Use descriptive names to identify your security research sessions:
Named runs
with dn.run("transformer-training"):
    train_transformer_model()

with dn.run("agent-evaluation"):
    test_agent_performance()

with dn.run("vulnerability-scan"):
    scan_for_vulnerabilities()
You’ll find prefixed names particularly useful when running multiple related experiments or when iterating on different approaches.

Organizing with Tags

Tags help you categorize and filter your research. Add them when creating runs or dynamically during execution:
Model Training
with dn.run("llm-training", tags=["transformer", "fine-tuning", "production"]):

    # Add tags based on training progress
    if convergence_detected:
        dn.tag("converged")

    # Tag based on results
    if validation_score > threshold:
        dn.tag("high-performance")
        dn.tag("deploy-candidate")
Tags make it easy to:
  • Find related work: Group all model training runs or filter by experiment type
  • Track methodologies: Separate different training approaches or evaluation methods
  • Organize by performance: Tag high-performing models or successful experiments
  • Filter exports: Export only runs from specific projects or time periods

Project Organization

Runs belong to projects—your way of organizing different research areas or engagements:
# Organize runs by research area
with dn.run("transformer-training", project="large-language-models"):
    train_transformer(dataset)

with dn.run("agent-evaluation", project="reasoning-agents"):
    evaluate_agent_performance(test_suite)

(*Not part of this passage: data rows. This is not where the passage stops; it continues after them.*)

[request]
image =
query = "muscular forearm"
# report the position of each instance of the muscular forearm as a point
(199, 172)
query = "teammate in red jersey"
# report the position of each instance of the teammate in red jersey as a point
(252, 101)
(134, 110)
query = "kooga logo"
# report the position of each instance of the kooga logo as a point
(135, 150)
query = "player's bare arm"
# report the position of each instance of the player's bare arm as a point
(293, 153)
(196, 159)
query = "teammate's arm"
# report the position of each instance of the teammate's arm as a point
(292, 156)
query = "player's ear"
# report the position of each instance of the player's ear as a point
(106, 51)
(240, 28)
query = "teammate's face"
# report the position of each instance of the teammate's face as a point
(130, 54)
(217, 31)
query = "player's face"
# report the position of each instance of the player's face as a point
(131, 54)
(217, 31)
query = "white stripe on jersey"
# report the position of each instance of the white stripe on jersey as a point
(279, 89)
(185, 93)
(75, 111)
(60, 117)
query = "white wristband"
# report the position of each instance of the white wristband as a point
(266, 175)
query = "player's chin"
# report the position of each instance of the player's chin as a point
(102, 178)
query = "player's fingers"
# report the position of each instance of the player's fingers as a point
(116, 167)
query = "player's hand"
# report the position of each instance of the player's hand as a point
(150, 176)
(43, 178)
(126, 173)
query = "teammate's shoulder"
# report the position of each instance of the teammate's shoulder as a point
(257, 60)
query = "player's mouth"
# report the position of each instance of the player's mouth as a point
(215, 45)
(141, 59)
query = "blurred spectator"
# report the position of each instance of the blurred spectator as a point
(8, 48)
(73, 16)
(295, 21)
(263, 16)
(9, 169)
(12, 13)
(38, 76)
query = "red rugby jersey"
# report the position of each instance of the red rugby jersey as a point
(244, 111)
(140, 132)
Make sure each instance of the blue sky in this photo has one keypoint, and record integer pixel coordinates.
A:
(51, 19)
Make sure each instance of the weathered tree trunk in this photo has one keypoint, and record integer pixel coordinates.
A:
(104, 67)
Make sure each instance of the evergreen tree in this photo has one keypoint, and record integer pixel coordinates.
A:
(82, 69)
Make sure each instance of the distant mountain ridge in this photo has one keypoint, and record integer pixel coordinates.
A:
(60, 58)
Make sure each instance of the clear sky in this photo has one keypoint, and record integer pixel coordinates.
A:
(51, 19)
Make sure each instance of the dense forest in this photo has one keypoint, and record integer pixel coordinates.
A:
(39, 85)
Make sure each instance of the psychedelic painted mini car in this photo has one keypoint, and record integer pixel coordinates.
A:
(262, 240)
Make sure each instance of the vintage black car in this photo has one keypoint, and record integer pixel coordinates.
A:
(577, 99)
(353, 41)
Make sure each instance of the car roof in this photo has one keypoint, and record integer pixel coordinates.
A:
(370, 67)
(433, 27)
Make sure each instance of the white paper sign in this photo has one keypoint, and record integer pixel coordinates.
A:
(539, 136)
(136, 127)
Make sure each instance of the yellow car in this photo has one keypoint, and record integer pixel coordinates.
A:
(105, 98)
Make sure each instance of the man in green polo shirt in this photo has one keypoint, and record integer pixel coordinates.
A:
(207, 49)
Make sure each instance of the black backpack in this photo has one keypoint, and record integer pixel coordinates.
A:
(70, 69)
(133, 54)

with dn.run("vulnerability-scan", project="security-assessment"):
    scan_application_security(target_app)
If you don’t specify a project, runs use the default project from dn.configure() or get placed in “Default”.

Common Execution Patterns

You can execute runs independently or in parallel depending on your research needs.

Sequential Testing

Run multiple independent experiments to compare different approaches:
Hyperparameter Search
# Test different model configurations
configs = [
    {"learning_rate": 0.001, "batch_size": 32},
    {"learning_rate": 0.01, "batch_size": 64},
    {"learning_rate": 0.1, "batch_size": 128}
]

for i, config in enumerate(configs):
    with dn.run(f"training-run-{i+1}"):
        dn.log_params(**config)
        model = train_model(**config)
        accuracy = evaluate_model(model)
        dn.log_metric("accuracy", accuracy)
        if accuracy > best_threshold:
            dn.log_output("model_checkpoint", model.state_dict())
Each run captures separate test results with complete isolation.

Parallel Execution

For efficient experimentation, run multiple operations simultaneously:
import asyncio

async def train_model_variant(config):
    with dn.run(f"model-{config['architecture']}"):
        dn.log_params(**config)
        model = await async_train_model(**config)
        metrics = await evaluate_model(model)
        dn.log_metrics({
            "accuracy": metrics.accuracy,
            "training_time": metrics.duration
        })
        return metrics

# Define different model architectures
configs = [
    {"architecture": "transformer", "layers": 12, "hidden_size": 768},
    {"architecture": "lstm", "layers": 3, "hidden_size": 512},
    {"architecture": "cnn", "filters": 128, "kernel_size": 3}
]

# Train all variants simultaneously
results = await asyncio.gather(*[train_model_variant(config) for config in configs])
This approach is essential for large-scale hyperparameter searches and model comparisons.

Distributed Operations

For complex workflows spanning multiple systems, you can transfer run context across distributed environments:
import dreadnode as dn

# On the coordination system
with dn.run("distributed-training") as run:
    dn.log_params(model_type="transformer", dataset="large-corpus")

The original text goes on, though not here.